Inside Vimeo’s artsy approach to branded content

For over a decade, Vimeo has been steadfast about not offering pre-rolls advertising, but that doesn’t mean it’s not willing to work with brands.

The IAC-owned company, which is akin to YouTube for the artistic set, has an in-house branded content studio, which has worked with advertisers ranging from The Lincoln Motor Company to Samsung to create original videos and series. These videos live in brand channels built by the company for its partners. A typical recent effort was “The Connected” short-film series with Samsung. It included films like Drew Christie’s “Department of Communication,” which parodies old-school educational films by showing useless inventions made by the titular agency. There is no Samsung branding in the film. At most, some of the films in the series feature characters using a Samsung device.

If branded content ranges from nothing to do with the brand to commercial, Vimeo’s is closer to the former than the latter.

All branded content is produced by the six-person Vimeo brand studio team of producers and account managers, which acts as a consultant between the brand and a director from the Vimeo community. Whether just getting broad ideas about the type of work an advertiser wants to do or a detailed creative brief, Vimeo is the one to pitch specific ideas. Once an advertiser agrees, it goes about selecting filmmakers for the project. There are about 4,000 filmmakers whose previous work has been featured by Vimeo under its “Staff Picks” program. A typical Vimeo branded-content deal includes between three and 10 short films, each directed by a different filmmaker.

“We’re very upfront with brands going in,” said Rich Bloom, vp of global business development and brand partnerships for Vimeo. “They need to be comfortable with [the idea that] working with us is about giving a certain amount of creative freedom to creators.”

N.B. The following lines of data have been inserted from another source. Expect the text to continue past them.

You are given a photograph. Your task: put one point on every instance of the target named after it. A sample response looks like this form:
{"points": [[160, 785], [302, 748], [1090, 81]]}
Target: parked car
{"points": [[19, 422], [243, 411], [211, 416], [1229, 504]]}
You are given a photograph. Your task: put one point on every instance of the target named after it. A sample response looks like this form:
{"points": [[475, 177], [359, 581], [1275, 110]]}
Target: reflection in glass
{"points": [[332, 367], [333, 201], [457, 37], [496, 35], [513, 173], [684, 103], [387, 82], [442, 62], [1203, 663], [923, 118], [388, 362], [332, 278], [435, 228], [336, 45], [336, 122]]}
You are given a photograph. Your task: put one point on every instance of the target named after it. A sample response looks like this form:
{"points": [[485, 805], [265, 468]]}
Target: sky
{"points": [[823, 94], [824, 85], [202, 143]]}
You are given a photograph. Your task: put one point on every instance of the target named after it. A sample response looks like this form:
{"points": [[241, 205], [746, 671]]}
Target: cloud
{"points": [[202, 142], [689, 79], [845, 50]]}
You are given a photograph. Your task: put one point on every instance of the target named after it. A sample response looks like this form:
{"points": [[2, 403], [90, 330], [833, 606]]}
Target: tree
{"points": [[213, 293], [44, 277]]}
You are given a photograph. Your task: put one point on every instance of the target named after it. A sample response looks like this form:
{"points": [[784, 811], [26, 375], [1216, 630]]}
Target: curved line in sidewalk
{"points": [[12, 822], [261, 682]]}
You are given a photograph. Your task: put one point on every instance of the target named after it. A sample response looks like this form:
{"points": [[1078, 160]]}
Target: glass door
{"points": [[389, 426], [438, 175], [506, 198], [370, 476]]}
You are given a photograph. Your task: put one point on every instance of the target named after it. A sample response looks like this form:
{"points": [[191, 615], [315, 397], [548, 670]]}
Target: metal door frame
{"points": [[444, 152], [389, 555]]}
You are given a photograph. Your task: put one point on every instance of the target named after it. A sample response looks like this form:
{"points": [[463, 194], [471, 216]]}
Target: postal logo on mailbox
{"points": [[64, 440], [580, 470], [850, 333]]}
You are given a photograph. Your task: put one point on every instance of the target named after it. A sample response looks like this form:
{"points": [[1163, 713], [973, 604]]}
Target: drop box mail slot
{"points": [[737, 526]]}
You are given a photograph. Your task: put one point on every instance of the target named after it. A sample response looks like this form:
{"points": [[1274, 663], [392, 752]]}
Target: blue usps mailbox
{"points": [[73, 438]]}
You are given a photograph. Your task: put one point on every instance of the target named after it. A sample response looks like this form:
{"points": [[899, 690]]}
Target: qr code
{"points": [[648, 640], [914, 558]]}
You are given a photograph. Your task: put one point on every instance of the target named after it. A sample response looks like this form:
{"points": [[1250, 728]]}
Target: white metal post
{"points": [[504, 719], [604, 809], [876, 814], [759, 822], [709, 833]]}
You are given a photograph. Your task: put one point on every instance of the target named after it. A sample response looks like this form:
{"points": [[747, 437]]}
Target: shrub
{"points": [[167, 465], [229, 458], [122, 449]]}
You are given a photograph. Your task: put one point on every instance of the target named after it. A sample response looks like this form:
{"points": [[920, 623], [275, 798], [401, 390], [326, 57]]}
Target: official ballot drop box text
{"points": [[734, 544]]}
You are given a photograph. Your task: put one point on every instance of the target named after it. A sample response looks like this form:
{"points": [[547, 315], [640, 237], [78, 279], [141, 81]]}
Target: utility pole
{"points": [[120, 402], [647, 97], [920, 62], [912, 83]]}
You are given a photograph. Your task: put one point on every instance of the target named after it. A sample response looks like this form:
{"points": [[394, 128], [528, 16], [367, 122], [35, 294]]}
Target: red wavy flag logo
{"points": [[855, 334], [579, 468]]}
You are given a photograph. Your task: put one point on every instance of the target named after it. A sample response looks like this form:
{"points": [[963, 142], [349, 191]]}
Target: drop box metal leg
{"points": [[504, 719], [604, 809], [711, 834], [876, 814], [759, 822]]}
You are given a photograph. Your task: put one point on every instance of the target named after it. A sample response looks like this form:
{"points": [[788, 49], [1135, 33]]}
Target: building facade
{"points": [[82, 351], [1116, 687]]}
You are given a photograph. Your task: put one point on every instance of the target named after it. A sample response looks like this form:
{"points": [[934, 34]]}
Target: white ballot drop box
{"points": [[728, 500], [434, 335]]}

This doesn’t mean brands are “blindly handing over money,” said Bloom. They agree to the content before it gets made and are involved in the editing process before a final cut is produced. But Vimeo isn’t about creating straight ads.

Brand work is something of a sidelight for Vimeo. Its business model is driven by paid subscriptions of its Vimeo Pro and Plus products as well as its Vimeo On Demand platform, which allows content owners to sell their work directly to fans. Vimeo did just 15 brand deals last year. “Every once in a while, there’s an opportunity that we bow out of because the brand wants content that is too advertorial, which we know our audience wouldn’t appreciate,” Bloom said.

“There is no low-friction way to be an advertiser with Vimeo,” said Molly Sugarman, vp and managing director for Treehouse at Horizon Media. “Advertisers need to know going in that they’ll be looking at something that’s more of a partnership.”

Advertisers also need to know what Vimeo is and isn’t. If YouTube is mainstream, then Vimeo is arthouse cinema. That affects the type of content brands should look to create for Vimeo, as well as how they plan their campaigns around the piece of content.

For branded content, the question with Vimeo remains scale. The platform reached 78.2 million unique viewers in the U.S. in December, which puts it a distant fourth behind YouTube, Facebook and Yahoo, according to comScore. (Internationally, the platform had 212.7 million unique viewers on desktops, with more than a billion views.) Vimeo didn’t disclose how much branded content accounts for its global viewership, but it’s likely a small percentage.

Brands retain ownership of the content, which means they are given freedom to distribute the content on the platforms using the embeddable Vimeo player, said Bloom. Samsung, for instance, distributed its “Connected” series on Tumblr in addition to Vimeo.

“At the very least, brands would need to drive people to Vimeo aggressively,” said Sugarman. “Putting it up on Vimeo and leaving it there is not going to give you the bang for the marketing dollar that most brands would expect.”